The Artist studies the Training Data for patterns. When it wants to make art, it makes a prediction based on previous patterns in art and generates a new image based on what it has learned previously. The AI’s “thought process” might be translated like this: “Okay! I see all these thousands of images are labeled ‘horse’, so if I make a new image of something that has a similar pattern—four legs, a head shaped roughly like this, and proportions like that, and some hair sticking out here and there, it will probably be easily recognized by humans as a horse.”
The Critic uses the Training Data differently. When the Artist makes an image, the Critic checks to make sure the Artist isn’t cheating; it checks the 5.85 billion images in the Training Data to be sure that the new image isn’t already part of that set.
To reiterate: the Generative side of the AI isn’t allowed to just spit out something that already exists in the Training Data. If it tries, the Critic will reject that image.
Whatever image is finally output by the machine must be something new and different, which has not existed before. Which means that even if I wanted it to, and even if it had this image in its training data, MidJourney could never steal this photo and claim ownership of it…the way a real human artist can.
This technical break-down of the image generation process may seem boring, but I think it matters because I see a lot of opponents of AI Art saying a lot of things that simply don’t make sense.
AI’s do not, and cannot, “just copy” some human artist’s work.
AI’s also do not assemble collages of pre-existing work. The generative model is based on patterns, not on cutting and pasting elements out of Training Data. If you see a squiggle in the corner of an image, that is not “the mangled signature of a human being”. It’s an artifact of the AI’s pattern recognition. A lot of human-made images have a squiggle down in the corner; the AI wants to make art for humans, so it sometimes thinks that “Art” requires a squiggle.

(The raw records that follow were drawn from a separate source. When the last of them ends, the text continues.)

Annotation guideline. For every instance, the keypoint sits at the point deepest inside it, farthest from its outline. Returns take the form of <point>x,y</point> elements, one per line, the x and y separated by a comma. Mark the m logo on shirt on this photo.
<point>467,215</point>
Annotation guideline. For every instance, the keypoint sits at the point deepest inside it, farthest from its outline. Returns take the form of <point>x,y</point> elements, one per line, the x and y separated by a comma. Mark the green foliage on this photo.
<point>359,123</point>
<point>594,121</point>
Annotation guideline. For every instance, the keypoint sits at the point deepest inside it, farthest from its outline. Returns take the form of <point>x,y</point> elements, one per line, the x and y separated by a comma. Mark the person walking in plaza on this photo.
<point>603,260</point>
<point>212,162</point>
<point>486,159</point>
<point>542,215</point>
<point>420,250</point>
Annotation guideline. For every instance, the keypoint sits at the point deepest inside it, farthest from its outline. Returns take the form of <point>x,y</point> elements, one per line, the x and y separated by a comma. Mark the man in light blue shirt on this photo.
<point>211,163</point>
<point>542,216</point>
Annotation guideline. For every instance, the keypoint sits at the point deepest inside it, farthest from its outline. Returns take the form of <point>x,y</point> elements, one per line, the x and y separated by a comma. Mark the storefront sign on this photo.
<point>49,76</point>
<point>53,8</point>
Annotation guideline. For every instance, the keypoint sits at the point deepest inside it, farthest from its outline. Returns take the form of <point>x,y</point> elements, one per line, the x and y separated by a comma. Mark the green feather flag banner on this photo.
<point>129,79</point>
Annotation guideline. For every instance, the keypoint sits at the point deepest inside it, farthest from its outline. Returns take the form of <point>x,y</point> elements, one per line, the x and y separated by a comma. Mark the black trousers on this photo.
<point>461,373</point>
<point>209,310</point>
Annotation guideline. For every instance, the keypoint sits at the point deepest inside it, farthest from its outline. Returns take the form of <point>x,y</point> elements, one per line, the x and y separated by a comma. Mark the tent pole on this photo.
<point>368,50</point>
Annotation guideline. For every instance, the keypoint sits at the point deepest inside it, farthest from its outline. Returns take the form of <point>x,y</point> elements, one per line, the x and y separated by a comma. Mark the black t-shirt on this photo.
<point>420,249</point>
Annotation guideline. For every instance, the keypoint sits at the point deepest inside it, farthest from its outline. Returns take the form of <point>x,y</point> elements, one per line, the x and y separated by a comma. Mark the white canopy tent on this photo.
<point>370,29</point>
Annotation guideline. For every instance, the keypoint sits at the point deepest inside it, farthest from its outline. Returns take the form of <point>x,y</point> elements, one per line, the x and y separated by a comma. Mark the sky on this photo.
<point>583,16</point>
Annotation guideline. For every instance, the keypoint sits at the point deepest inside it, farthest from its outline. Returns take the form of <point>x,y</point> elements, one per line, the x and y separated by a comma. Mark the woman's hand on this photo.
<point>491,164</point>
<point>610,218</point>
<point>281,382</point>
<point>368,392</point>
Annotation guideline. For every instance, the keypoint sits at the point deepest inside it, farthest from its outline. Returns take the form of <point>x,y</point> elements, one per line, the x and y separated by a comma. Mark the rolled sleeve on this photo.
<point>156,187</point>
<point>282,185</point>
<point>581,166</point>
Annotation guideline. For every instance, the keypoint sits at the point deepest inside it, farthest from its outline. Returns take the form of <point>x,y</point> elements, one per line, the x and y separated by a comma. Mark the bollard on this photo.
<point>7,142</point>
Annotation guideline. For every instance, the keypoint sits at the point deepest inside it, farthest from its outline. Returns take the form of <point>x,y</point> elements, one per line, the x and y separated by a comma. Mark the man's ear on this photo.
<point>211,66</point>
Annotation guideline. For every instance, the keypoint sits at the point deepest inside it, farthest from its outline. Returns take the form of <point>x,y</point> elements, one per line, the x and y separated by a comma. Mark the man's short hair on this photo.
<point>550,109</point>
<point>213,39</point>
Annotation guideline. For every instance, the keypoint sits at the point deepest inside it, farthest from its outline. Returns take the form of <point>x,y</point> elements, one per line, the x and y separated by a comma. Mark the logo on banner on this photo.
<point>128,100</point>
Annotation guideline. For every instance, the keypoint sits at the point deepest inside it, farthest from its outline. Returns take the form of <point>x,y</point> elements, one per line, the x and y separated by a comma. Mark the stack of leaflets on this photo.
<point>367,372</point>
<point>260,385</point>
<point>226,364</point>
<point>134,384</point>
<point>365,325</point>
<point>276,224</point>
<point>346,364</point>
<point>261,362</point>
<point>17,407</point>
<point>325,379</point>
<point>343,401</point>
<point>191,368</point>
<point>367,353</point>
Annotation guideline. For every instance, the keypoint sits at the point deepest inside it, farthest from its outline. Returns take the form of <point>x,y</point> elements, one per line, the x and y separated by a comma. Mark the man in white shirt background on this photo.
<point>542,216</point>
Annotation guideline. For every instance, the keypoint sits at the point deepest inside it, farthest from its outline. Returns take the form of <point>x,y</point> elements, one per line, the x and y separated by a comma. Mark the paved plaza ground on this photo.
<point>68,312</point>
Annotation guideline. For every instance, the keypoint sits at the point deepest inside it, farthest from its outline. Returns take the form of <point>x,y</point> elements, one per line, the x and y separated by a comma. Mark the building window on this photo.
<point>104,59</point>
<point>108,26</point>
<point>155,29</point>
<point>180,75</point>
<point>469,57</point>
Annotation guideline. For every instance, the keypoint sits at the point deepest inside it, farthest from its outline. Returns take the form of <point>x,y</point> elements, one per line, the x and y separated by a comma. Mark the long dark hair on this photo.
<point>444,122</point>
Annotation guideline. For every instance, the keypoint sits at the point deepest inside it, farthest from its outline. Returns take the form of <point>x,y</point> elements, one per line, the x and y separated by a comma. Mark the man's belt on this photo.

I’m explaining all this not because I am “against real human artists”, or don’t care about them. I think it’s important to have this information, because the way these AI’s are built is going to make it extremely difficult to argue in court that the output images of MidJourney and other generative AI’s are “stolen” from human beings.
To be clear: copyright law already has specific protections in place for what we call “transformative works”. The Fair Use doctrine states that it is not illegal to create work that is derivative. Even incorporating some easily recognized aspects of an original work into a derivative piece is considered legal if you are doing so for a reason—to comment on it, to satirize or parody it, etc..
What this means in practical terms is that your work can be wildly derivative of someone else’s ground-breaking, original vision…and still get a pass. These are the laws that protect most of the derivative crap we see in the world around us.
It’s the reason that both Brave New World and 1984 are considered masterpieces of original science fiction rather than plagiarized garbage stolen from the original author of the science fiction novel WE, Yevgeny Zamyatin. Despite the fact that there is ample proof that both Orwell and Huxley read the original novel in its French translation, long before writing their variant takes on its plot and conflicts.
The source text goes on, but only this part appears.